Beta Tested: Rev.K: Ah, I see.

And yeah, I wondered that too. So the grassland is storing carbon, great. But all the cows, that are still needed for cheese production, have to eat grass grown on that land and will continue to spew flatulence into the air causing warming.

Well not exactly, the flatulence they spew is made from the grass they eat which is made from the carbon in the air, so that part is basically neutral.  The roots that become topsoil is what is sequestered.  But once the roots are unable to create more topsoil (there is an effective limit to how deep topsoil will get based on environmental conditions) then they also just rot and become atmospheric carbon again.  None of this process meaningfully contributes to global warming.

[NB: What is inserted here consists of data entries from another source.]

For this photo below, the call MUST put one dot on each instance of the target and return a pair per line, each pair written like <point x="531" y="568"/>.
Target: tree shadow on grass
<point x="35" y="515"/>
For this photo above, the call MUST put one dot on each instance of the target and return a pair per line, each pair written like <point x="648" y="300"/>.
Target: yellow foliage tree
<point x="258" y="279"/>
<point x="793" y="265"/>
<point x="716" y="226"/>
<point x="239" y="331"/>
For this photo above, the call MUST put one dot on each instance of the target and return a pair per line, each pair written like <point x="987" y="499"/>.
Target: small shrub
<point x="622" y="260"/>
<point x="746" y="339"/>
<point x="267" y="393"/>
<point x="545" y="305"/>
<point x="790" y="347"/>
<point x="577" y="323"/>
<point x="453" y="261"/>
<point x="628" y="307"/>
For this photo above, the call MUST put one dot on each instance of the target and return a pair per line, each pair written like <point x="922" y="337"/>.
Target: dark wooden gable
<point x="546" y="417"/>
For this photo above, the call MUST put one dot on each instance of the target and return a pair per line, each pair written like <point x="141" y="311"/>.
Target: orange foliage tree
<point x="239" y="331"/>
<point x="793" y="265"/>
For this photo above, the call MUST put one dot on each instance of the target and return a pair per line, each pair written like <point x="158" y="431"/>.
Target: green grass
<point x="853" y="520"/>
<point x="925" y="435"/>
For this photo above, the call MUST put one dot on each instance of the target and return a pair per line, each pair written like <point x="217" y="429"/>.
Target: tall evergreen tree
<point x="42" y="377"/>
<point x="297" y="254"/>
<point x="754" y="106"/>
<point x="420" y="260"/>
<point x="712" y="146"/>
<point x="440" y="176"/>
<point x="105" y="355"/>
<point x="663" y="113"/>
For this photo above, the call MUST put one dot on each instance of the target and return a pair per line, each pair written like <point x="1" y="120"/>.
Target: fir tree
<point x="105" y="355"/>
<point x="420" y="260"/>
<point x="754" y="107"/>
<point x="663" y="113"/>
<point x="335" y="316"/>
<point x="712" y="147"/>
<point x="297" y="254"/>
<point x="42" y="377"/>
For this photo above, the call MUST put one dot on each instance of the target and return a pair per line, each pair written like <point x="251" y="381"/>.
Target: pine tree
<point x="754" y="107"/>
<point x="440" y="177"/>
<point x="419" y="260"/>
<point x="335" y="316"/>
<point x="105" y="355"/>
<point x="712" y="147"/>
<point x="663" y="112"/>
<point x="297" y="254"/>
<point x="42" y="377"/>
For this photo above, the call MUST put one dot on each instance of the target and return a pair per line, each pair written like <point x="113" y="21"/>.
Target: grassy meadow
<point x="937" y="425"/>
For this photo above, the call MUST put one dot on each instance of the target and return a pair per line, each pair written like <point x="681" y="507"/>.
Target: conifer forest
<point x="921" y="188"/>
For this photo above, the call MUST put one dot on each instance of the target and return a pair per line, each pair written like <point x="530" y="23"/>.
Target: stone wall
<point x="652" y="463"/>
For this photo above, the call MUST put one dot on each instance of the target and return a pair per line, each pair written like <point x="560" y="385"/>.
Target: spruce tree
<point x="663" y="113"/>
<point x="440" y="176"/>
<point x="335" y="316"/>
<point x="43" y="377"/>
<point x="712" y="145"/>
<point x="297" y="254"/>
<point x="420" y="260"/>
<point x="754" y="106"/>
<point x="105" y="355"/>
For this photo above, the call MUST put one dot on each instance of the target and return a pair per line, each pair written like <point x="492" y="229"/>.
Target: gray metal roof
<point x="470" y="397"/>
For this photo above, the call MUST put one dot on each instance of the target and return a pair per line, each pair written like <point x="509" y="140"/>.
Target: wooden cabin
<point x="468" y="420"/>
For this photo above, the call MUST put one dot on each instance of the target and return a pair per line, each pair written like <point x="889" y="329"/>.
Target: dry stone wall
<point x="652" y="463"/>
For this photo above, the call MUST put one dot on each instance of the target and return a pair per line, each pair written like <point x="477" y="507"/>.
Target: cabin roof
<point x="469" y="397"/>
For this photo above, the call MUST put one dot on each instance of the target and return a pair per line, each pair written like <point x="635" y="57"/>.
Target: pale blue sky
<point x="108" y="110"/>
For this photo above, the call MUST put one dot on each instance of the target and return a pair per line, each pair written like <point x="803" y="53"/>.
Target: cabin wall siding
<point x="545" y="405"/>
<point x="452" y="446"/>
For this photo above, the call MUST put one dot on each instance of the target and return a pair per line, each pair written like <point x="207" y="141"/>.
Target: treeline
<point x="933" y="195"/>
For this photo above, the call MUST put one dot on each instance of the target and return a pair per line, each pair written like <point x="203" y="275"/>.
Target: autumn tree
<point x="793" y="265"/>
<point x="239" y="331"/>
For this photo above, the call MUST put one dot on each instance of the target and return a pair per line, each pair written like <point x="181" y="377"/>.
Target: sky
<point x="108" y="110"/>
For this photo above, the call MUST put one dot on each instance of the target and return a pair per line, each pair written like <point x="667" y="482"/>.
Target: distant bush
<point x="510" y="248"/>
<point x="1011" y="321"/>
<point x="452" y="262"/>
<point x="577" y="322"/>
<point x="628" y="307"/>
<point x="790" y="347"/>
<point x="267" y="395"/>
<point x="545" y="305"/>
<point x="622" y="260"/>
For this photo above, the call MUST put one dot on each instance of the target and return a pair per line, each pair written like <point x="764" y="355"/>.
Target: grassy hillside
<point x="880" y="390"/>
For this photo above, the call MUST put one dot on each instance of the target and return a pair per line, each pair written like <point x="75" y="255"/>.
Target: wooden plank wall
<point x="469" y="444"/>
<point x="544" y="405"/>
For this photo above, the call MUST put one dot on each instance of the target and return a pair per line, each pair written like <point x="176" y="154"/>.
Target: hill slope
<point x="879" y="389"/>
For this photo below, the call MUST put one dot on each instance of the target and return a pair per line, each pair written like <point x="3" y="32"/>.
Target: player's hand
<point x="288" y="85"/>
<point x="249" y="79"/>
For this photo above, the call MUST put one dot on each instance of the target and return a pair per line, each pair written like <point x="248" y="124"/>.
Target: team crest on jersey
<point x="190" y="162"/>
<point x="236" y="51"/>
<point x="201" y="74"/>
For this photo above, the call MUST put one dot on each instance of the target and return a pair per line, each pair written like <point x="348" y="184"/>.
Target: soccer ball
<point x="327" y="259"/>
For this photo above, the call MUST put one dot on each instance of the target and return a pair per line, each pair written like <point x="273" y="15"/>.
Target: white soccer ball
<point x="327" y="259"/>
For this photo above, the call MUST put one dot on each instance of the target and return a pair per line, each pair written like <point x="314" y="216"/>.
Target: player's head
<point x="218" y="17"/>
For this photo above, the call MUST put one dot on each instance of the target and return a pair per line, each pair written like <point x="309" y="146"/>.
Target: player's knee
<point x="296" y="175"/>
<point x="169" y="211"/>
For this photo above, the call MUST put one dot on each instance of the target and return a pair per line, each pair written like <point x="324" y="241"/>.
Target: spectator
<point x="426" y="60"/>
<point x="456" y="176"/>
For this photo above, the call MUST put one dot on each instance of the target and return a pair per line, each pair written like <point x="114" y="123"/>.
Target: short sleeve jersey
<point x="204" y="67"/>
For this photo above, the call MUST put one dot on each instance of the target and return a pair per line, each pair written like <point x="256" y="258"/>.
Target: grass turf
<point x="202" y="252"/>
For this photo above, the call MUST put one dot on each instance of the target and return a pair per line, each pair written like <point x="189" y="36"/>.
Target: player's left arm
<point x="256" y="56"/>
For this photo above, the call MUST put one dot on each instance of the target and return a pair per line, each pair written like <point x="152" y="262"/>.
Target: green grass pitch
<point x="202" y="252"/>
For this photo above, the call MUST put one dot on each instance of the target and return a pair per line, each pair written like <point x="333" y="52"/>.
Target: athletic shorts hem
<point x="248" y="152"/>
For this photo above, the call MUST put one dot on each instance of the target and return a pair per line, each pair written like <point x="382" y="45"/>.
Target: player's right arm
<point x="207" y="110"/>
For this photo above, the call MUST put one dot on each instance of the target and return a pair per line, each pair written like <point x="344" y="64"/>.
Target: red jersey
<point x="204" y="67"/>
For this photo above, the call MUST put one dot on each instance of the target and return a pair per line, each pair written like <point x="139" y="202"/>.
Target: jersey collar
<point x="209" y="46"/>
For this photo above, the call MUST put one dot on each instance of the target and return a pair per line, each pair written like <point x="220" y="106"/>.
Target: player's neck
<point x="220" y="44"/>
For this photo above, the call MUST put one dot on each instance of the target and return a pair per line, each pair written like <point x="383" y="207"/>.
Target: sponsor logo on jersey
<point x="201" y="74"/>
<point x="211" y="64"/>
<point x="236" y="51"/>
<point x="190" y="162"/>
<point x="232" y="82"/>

Drastically oversimplifying of course.

This is, of course, false, for reasons I'm pretty sure I recall pointing out to you in a previous thread.
2022-10-04 9:48:55 AM  
1 vote:
c.tenor.comView Full Size
2022-10-04 10:04:45 AM  
1 vote:
Cheese; the crack cocaine of dairy products.

See how the users justify their substance of choice?

/as a fellow user, I'm okay with this.
2022-10-04 10:38:47 AM  
1 vote:

Rev.K: I'll be the first to say that I'm no expert, but if you're using carbon sequestration to capture emissions in the soil, does that not mean you can't till that soil because doing so would release the carbon?

The half life of Cabon-14 is 5,700 years. So if you're trapping carbon in soil that you can now no longer till, do you not need a constant supply of soil to keep you going?

How much carbon can the soil actually hold?

Again, I'm no expert.

It works, more or less, like growing a forest does.  You don't till grasslands used for grazing, so grazing depleted land restores the top soil, capturing carbon, until it becomes fully restored and reaches full saturation.  At which point you are just cycling atmospheric carbon through grass/cows.  So restoring depleted soil can capture carbon, just like restoring forest can capture carbon, up to a point.  Grassland and forestland store roughly the same amount of carbon.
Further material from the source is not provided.